Researchers believe that several different variants of SARS-CoV-2 could be inside a person’s body at one time, with some variants cloaking themselves from the immune system.
“Our results showed that one can have several different virus variants in one’s body. Some of these variants may use kidney or spleen cells as their niche to hide, while the body is busy defending against the dominant virus type,” Kapil Gupta, lead author of one of the new studies, said in a press release Tuesday. “This could make it difficult for the infected patients to get rid of SARS-CoV-2 entirely.”
The researchers didn’t say whether this would make an individual more sick, only that it could contribute to the longevity of the virus within a patient.
The new research comes from a project run by scientists at the Max Planck Institute for Medical Research and the Max Planck Bristol Center for Minimal Biology at the University of Bristol.
In order to study the structure and processes of SARS-CoV-2 on a cellular level, the team created their own synthetic virus particles that could be manipulated in a controlled setting.
They wanted to investigate a “pocket” in the cellular structure of the SARS-CoV-2 spike protein — the mechanism by which the virus attaches to our cells — which had been identified in previous research.
This pocket plays a big role in viral infectivity, researchers say, something that scientists first started to suspect when they realized this structure was present in every variant.
“An incessant series of variants have completely replaced the original virus by now, with Omicron and Omicron 2 dominating worldwide.” Imre Berger, a professor at the University of Bristol and co-director of the Max Planck Bristol Centre of Minimal Biology, said in the release.
“We analyzed an early variant discovered in Bristol, BrisDelta.

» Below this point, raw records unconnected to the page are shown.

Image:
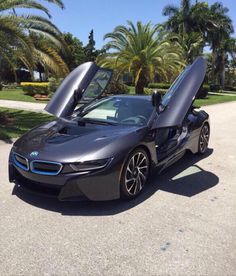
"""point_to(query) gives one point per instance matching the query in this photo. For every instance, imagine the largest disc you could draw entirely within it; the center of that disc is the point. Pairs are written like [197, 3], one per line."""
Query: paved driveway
[184, 224]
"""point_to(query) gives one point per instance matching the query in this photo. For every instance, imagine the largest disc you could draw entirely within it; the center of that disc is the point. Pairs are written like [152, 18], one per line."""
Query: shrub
[229, 88]
[215, 87]
[203, 92]
[53, 84]
[32, 88]
[116, 86]
[159, 85]
[149, 91]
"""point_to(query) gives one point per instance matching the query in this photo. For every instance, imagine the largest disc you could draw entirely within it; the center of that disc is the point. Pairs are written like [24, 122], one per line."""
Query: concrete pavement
[184, 223]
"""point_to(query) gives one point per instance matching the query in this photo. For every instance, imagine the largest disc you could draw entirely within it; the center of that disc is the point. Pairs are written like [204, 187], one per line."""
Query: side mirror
[156, 99]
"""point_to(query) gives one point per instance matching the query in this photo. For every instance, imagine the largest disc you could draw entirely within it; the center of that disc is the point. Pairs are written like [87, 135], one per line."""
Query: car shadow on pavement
[184, 178]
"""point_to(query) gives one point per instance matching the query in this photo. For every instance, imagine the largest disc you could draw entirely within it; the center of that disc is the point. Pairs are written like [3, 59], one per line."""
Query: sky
[80, 16]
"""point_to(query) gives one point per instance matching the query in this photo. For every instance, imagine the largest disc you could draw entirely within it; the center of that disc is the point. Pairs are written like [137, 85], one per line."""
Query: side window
[167, 97]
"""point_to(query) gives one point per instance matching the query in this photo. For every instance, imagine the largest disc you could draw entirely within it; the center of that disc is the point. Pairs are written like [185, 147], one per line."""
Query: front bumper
[98, 186]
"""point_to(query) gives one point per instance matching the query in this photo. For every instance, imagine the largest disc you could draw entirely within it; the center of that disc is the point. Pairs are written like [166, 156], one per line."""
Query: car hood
[68, 142]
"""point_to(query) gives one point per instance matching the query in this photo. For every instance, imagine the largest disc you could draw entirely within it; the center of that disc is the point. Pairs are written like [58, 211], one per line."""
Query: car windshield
[118, 110]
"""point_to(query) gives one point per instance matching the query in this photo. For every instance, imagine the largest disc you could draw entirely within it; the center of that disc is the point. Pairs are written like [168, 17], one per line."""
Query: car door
[171, 130]
[84, 84]
[179, 98]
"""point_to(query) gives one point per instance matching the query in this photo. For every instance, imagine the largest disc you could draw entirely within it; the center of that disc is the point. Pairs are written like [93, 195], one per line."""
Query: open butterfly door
[84, 84]
[179, 98]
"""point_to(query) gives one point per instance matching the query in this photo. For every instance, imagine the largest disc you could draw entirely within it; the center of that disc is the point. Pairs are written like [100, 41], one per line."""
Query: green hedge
[33, 88]
[159, 85]
[148, 91]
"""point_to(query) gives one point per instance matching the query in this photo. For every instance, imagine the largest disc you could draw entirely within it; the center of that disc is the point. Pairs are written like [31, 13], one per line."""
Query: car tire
[135, 174]
[203, 139]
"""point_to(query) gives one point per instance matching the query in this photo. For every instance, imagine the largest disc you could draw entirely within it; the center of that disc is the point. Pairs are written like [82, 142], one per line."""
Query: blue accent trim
[19, 165]
[42, 172]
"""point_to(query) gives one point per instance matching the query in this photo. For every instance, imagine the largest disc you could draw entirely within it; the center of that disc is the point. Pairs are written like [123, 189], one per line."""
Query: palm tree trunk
[140, 85]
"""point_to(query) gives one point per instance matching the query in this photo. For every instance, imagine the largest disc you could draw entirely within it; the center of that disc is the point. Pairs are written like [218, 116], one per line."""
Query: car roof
[144, 97]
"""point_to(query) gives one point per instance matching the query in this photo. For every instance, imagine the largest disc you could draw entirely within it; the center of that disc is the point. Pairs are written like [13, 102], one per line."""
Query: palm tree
[192, 45]
[212, 22]
[180, 20]
[15, 31]
[143, 52]
[219, 37]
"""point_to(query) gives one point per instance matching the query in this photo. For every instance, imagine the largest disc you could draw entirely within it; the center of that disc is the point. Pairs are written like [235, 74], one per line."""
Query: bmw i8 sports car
[103, 148]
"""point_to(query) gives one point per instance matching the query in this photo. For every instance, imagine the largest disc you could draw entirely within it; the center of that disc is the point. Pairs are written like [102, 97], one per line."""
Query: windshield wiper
[94, 121]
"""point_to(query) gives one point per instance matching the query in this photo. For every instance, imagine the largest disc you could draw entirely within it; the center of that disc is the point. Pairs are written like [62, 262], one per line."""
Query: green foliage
[142, 51]
[18, 45]
[17, 122]
[31, 89]
[90, 51]
[159, 85]
[215, 87]
[15, 95]
[149, 91]
[54, 84]
[116, 86]
[74, 54]
[203, 92]
[213, 26]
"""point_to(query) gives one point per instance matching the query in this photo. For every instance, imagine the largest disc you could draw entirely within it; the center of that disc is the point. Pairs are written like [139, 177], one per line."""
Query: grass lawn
[214, 99]
[20, 122]
[15, 95]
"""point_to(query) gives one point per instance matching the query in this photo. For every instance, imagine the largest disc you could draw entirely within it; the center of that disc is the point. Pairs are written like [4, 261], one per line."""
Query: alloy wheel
[136, 173]
[204, 138]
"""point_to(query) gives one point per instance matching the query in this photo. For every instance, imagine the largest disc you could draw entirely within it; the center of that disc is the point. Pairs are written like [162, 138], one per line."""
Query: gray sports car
[103, 148]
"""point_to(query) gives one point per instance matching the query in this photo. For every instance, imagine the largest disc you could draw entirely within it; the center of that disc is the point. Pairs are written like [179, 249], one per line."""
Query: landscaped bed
[16, 122]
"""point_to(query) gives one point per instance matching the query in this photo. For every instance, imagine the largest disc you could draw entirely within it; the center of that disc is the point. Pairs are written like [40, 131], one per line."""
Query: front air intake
[45, 167]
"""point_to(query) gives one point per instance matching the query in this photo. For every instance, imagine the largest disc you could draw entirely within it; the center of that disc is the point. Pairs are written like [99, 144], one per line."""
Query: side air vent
[45, 167]
[21, 162]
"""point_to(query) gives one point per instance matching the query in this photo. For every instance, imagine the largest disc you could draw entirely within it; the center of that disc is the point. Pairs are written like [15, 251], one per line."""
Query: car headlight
[87, 165]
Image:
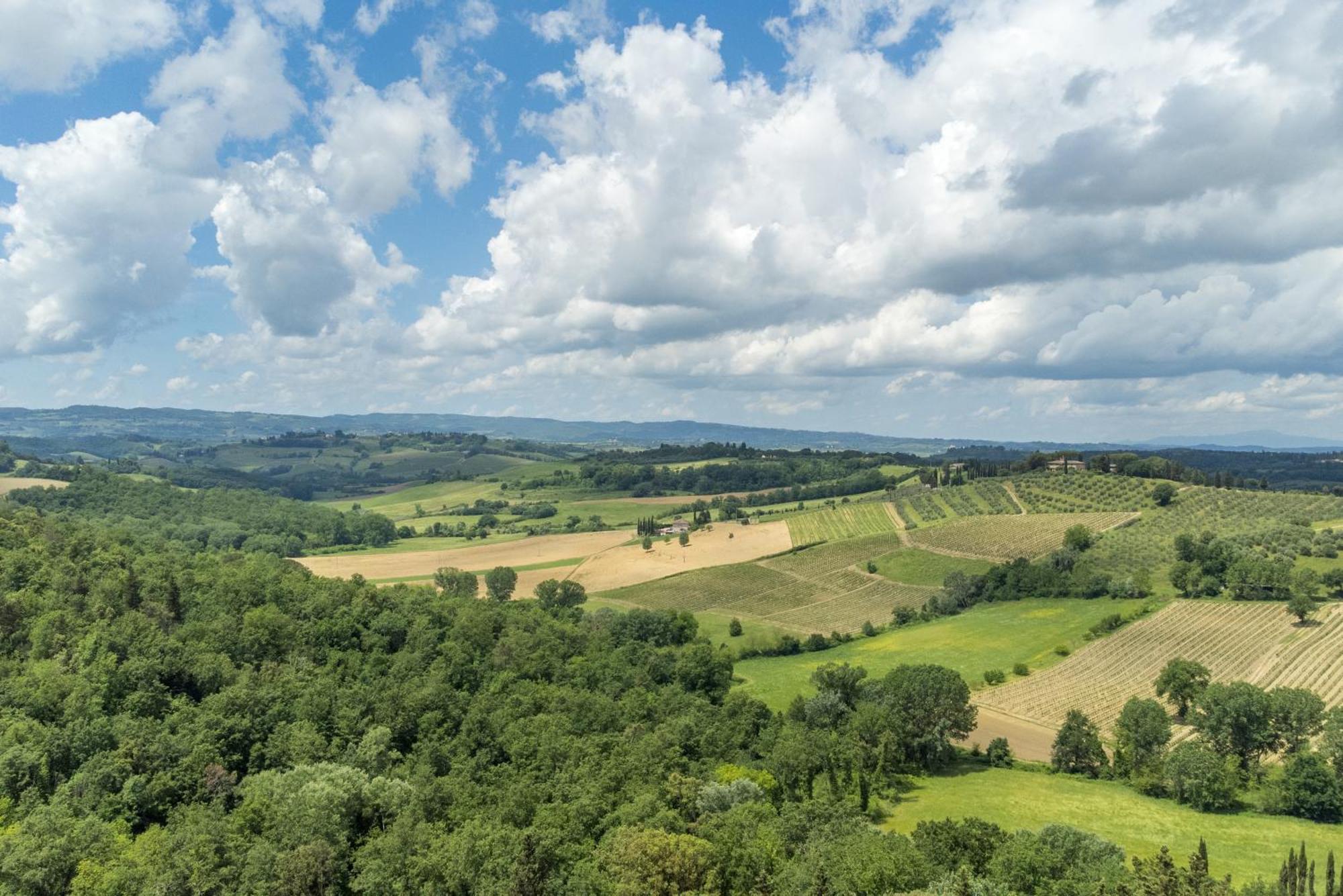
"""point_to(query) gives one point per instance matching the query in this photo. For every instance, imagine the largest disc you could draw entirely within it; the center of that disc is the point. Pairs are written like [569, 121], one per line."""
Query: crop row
[839, 524]
[1011, 537]
[1232, 640]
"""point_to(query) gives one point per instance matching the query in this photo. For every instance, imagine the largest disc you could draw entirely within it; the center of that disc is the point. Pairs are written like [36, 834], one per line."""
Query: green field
[915, 566]
[986, 638]
[844, 521]
[1246, 846]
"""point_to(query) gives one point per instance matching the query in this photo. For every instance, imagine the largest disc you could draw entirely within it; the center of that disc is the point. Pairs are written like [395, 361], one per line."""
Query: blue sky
[962, 217]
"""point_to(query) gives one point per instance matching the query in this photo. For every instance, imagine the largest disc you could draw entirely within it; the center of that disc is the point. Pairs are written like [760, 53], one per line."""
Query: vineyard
[845, 521]
[819, 589]
[1009, 537]
[1251, 642]
[1082, 493]
[1247, 517]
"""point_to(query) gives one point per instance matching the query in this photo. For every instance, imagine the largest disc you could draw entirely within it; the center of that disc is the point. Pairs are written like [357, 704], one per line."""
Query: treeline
[209, 518]
[1238, 726]
[1060, 575]
[1208, 566]
[800, 477]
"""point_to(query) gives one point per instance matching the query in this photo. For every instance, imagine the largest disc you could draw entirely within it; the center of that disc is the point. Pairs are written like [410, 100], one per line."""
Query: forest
[197, 721]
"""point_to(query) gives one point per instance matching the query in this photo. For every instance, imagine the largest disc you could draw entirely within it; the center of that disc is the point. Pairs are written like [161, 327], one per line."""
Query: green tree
[1200, 777]
[561, 595]
[456, 583]
[1236, 719]
[1181, 682]
[1079, 538]
[1078, 749]
[1142, 733]
[500, 583]
[1310, 789]
[1298, 717]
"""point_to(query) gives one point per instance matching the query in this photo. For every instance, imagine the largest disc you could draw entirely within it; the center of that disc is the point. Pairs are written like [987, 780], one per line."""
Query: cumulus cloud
[232, 86]
[97, 238]
[378, 141]
[1024, 199]
[577, 20]
[296, 263]
[52, 44]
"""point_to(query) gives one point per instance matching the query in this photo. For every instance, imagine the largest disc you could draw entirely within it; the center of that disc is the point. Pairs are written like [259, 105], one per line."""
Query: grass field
[1252, 642]
[1004, 538]
[917, 566]
[844, 521]
[1246, 846]
[986, 638]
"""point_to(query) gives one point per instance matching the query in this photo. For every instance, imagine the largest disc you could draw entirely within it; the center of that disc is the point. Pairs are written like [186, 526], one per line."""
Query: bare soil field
[542, 549]
[1028, 740]
[15, 483]
[527, 580]
[1238, 642]
[726, 544]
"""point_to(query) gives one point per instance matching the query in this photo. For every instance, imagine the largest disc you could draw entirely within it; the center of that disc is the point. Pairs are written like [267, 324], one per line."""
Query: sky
[996, 219]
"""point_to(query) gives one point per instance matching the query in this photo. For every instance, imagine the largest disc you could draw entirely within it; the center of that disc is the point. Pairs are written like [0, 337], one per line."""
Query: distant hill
[1248, 440]
[81, 427]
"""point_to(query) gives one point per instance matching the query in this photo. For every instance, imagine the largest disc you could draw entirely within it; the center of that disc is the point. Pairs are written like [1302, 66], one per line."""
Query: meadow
[917, 566]
[992, 636]
[1246, 846]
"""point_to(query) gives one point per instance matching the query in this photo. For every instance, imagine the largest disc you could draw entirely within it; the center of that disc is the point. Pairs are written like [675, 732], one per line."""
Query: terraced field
[819, 589]
[1005, 538]
[1251, 642]
[1238, 514]
[845, 521]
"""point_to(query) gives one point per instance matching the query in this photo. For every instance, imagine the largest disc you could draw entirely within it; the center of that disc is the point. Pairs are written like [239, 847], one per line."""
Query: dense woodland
[187, 721]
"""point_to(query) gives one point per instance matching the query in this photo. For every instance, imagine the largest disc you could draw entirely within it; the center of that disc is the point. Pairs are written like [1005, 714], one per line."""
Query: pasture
[819, 589]
[1251, 642]
[843, 521]
[917, 566]
[990, 636]
[1004, 538]
[1246, 846]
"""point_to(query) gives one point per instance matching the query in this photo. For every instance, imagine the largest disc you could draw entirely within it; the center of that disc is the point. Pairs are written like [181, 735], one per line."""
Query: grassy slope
[986, 638]
[914, 566]
[1244, 846]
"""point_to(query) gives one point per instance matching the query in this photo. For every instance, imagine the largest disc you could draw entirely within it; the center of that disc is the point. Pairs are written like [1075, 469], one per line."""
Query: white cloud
[296, 263]
[375, 142]
[52, 44]
[577, 20]
[99, 235]
[307, 12]
[973, 215]
[234, 86]
[371, 17]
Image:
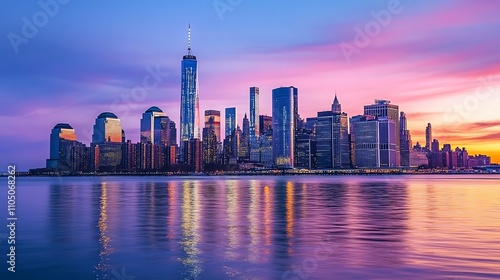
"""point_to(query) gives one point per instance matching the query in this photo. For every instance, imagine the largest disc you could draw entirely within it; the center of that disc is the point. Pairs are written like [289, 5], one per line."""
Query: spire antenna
[189, 38]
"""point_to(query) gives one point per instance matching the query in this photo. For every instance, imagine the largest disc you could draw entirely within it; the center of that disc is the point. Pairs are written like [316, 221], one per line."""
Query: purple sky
[439, 61]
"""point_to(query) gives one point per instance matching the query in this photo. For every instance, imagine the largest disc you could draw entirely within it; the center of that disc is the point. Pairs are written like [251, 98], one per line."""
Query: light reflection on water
[309, 227]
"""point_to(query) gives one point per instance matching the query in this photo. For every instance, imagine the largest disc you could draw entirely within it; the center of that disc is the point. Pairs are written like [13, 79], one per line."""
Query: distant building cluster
[330, 140]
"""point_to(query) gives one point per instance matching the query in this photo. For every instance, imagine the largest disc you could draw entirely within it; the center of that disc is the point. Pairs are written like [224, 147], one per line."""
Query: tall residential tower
[190, 112]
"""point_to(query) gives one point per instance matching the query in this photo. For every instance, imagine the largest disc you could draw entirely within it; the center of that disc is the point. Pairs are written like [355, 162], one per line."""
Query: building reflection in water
[232, 219]
[104, 239]
[381, 223]
[254, 220]
[172, 211]
[190, 229]
[289, 215]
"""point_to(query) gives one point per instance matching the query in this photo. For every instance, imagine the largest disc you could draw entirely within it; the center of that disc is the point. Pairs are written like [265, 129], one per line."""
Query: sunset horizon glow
[439, 62]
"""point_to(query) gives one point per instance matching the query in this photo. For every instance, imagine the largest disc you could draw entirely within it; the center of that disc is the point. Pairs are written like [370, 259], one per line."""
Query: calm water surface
[298, 227]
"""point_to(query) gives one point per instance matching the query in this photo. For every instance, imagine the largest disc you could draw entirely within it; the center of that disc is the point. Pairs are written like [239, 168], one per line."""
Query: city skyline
[234, 70]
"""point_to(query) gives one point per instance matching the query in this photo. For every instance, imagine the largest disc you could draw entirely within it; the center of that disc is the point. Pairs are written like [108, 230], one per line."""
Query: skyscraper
[405, 141]
[190, 115]
[383, 108]
[254, 112]
[374, 141]
[107, 129]
[106, 142]
[148, 132]
[62, 139]
[284, 122]
[265, 124]
[332, 138]
[428, 137]
[244, 150]
[214, 123]
[209, 143]
[230, 120]
[336, 107]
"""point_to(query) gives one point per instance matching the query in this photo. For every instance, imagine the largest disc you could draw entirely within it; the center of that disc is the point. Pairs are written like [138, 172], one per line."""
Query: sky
[66, 61]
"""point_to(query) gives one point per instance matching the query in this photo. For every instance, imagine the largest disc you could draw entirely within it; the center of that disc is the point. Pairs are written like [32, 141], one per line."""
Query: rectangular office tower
[332, 140]
[212, 121]
[284, 121]
[383, 108]
[230, 121]
[374, 141]
[254, 146]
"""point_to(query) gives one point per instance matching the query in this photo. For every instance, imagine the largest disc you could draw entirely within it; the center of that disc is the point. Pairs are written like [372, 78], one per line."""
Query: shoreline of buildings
[377, 139]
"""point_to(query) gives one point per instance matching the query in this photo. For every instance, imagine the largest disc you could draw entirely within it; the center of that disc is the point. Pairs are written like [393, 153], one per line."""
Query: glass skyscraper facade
[62, 141]
[284, 109]
[230, 120]
[148, 128]
[384, 108]
[190, 115]
[107, 129]
[254, 113]
[332, 140]
[212, 121]
[366, 142]
[374, 141]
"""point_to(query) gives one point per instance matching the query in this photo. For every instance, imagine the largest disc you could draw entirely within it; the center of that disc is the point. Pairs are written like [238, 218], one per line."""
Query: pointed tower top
[336, 107]
[189, 38]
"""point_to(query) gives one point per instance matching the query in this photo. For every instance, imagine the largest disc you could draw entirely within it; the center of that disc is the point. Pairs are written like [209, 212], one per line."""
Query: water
[297, 227]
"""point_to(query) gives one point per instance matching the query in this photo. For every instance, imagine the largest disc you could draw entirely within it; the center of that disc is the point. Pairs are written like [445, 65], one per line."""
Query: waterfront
[262, 227]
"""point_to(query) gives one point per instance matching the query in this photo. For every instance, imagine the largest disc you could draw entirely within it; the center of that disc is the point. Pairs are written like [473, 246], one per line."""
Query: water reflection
[272, 227]
[104, 240]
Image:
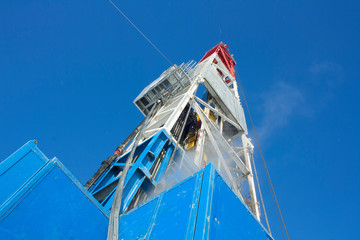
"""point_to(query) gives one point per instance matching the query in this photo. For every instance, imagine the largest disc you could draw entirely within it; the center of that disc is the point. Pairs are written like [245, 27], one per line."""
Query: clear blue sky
[69, 71]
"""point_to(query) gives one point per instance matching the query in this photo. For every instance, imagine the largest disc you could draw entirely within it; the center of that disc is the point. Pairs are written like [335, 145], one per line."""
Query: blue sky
[69, 71]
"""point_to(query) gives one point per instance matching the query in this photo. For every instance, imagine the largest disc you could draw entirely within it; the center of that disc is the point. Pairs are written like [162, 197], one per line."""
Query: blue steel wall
[201, 207]
[40, 199]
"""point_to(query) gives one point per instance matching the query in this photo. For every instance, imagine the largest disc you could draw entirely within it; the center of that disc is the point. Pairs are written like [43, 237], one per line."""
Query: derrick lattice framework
[198, 119]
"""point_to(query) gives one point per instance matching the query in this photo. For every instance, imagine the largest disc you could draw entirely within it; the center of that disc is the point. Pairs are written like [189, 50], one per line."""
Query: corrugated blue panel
[229, 218]
[18, 168]
[171, 215]
[174, 215]
[51, 204]
[136, 226]
[201, 207]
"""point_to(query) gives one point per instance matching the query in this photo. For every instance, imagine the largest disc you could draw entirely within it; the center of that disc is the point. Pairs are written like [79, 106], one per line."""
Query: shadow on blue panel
[201, 207]
[51, 204]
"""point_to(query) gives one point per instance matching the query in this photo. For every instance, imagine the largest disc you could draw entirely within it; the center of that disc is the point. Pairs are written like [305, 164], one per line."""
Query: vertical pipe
[113, 230]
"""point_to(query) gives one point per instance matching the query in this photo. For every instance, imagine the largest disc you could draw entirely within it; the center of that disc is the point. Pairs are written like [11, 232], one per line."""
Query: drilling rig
[186, 171]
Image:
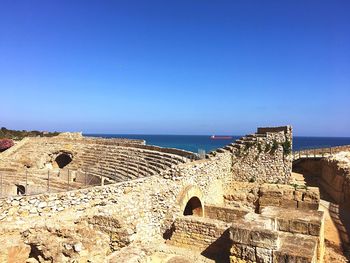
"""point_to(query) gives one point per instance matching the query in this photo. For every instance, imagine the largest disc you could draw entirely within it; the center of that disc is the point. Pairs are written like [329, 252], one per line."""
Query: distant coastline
[195, 142]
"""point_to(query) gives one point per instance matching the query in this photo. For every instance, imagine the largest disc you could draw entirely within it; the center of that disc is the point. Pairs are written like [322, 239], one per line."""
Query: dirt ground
[334, 226]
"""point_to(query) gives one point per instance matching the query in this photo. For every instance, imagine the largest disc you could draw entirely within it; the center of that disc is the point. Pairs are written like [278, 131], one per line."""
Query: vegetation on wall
[5, 144]
[287, 147]
[19, 135]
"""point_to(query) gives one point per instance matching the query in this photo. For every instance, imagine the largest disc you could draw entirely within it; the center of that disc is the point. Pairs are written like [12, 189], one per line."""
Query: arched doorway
[21, 190]
[193, 207]
[62, 160]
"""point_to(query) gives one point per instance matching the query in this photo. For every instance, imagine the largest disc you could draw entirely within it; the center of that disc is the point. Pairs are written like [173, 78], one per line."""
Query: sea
[196, 143]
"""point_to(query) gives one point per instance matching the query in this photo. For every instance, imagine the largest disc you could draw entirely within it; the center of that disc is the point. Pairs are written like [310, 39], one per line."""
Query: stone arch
[62, 159]
[190, 201]
[21, 190]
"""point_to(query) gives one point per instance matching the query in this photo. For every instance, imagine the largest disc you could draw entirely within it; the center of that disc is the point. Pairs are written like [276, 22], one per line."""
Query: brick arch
[190, 201]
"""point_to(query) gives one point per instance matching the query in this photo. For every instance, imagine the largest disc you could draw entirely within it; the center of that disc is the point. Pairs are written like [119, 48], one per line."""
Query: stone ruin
[153, 204]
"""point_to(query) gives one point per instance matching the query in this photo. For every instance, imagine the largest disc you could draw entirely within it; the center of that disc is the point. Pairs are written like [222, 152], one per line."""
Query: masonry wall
[148, 205]
[210, 237]
[262, 163]
[264, 157]
[332, 175]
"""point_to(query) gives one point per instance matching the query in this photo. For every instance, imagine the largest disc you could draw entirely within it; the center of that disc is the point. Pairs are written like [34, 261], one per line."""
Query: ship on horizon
[216, 137]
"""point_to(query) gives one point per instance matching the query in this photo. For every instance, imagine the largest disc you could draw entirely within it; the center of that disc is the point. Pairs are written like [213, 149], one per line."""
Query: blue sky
[175, 67]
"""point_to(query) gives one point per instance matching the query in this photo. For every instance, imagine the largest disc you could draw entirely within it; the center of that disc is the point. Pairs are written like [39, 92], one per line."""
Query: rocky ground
[336, 238]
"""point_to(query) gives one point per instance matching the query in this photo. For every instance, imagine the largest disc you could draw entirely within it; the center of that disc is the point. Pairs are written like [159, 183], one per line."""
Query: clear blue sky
[175, 67]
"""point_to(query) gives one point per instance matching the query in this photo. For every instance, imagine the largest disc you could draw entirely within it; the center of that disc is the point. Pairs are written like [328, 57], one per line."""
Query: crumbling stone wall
[332, 175]
[263, 157]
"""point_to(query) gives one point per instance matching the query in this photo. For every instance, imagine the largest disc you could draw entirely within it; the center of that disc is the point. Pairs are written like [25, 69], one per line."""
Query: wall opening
[193, 207]
[62, 160]
[21, 190]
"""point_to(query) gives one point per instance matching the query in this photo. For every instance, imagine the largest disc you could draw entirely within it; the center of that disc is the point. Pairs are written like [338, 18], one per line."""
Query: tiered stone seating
[93, 161]
[125, 162]
[239, 144]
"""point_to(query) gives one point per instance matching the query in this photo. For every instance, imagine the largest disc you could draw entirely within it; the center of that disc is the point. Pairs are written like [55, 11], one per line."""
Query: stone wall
[224, 213]
[332, 175]
[147, 204]
[264, 157]
[210, 237]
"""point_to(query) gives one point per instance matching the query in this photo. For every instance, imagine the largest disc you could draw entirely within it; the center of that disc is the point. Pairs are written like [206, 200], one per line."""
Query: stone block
[264, 238]
[307, 206]
[283, 224]
[315, 228]
[236, 250]
[264, 255]
[312, 195]
[269, 201]
[299, 226]
[238, 234]
[298, 194]
[288, 203]
[248, 253]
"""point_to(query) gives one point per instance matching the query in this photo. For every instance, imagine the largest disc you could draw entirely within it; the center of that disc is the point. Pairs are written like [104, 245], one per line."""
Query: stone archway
[193, 207]
[21, 190]
[62, 160]
[190, 201]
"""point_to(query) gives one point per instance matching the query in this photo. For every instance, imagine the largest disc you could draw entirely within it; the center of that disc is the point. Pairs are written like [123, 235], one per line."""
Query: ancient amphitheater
[71, 198]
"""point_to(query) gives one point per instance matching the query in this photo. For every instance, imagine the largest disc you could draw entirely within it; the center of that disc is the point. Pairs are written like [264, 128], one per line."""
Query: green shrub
[287, 147]
[274, 147]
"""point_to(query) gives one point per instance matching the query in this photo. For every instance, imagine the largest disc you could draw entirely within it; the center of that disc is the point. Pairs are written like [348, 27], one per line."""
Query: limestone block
[287, 203]
[264, 238]
[238, 234]
[299, 226]
[307, 206]
[315, 228]
[312, 195]
[264, 255]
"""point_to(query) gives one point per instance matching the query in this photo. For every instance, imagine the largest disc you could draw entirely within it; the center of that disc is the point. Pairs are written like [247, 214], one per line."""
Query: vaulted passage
[193, 207]
[62, 160]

It had changed its shape from the original virus, but the pocket we had discovered was there, unaltered”.
What the synthetic virus particles helped researchers discover was how this pocket affects the way that SARS-CoV-2 infects the body.
The pocket helps the virus particle bind to specific fatty acids that are released when there is any inflammation ongoing in the human body.
These inflammatory fatty acids help with the immune response, but when virus particles were binding to these fatty acids, researchers discovered, the structure of the spike protein would actually change shape.
When the spike protein folded in after binding to these fatty acids, it could actually block the ACE2 receptors that antibodies would use to bind to the spike protein and fight off the infection.
“By ‘ducking down’ of the spike protein upon binding of inflammatory fatty acids, the virus becomes less visible to the immune system,” Oskar Staufer, lead author of the second study and joint member of the Max Planck Institute in Heidelberg and the Max Planck Centre in Bristol, said in the release. “This could be a mechanism to avoid detection by the host and a strong immune response for a longer period of time and increase total infection efficiency.”
Using this, multiple variants may be able to be active in the human body at a time, researchers say.
“It appears that this pocket, specifically built to recognise these fatty acids, gives SARS-CoV-2 an advantage inside the body of infected people, allowing it to multiply so fast. This could explain why it is there, in all variants, including Omicron” added Professor Berger. “Intriguingly, the same feature also provides us with a unique opportunity to defeat the virus, exactly because it is so conserved – with a tailor-made antiviral molecule that blocks the pocket.”
One of the papers on this research explained that different variants seem to replicate better in certain cells of the body. They looked at the original SARS-CoV-2 versus the Bristol variant and found that while the wild-type virus had “a competitive advantage in respiratory tract cells,” the Bristol variant, despite making up only a small subpopulation of the viral samples taken from patients, could infect other cell-types more efficiently.
For instance, they found higher amounts of the variant in heart and spleen tissue in post-mortem tissue analysis.
Researchers believe that targeting this specific pocket structure in the spike protein could be an option for future treatments of COVID-19.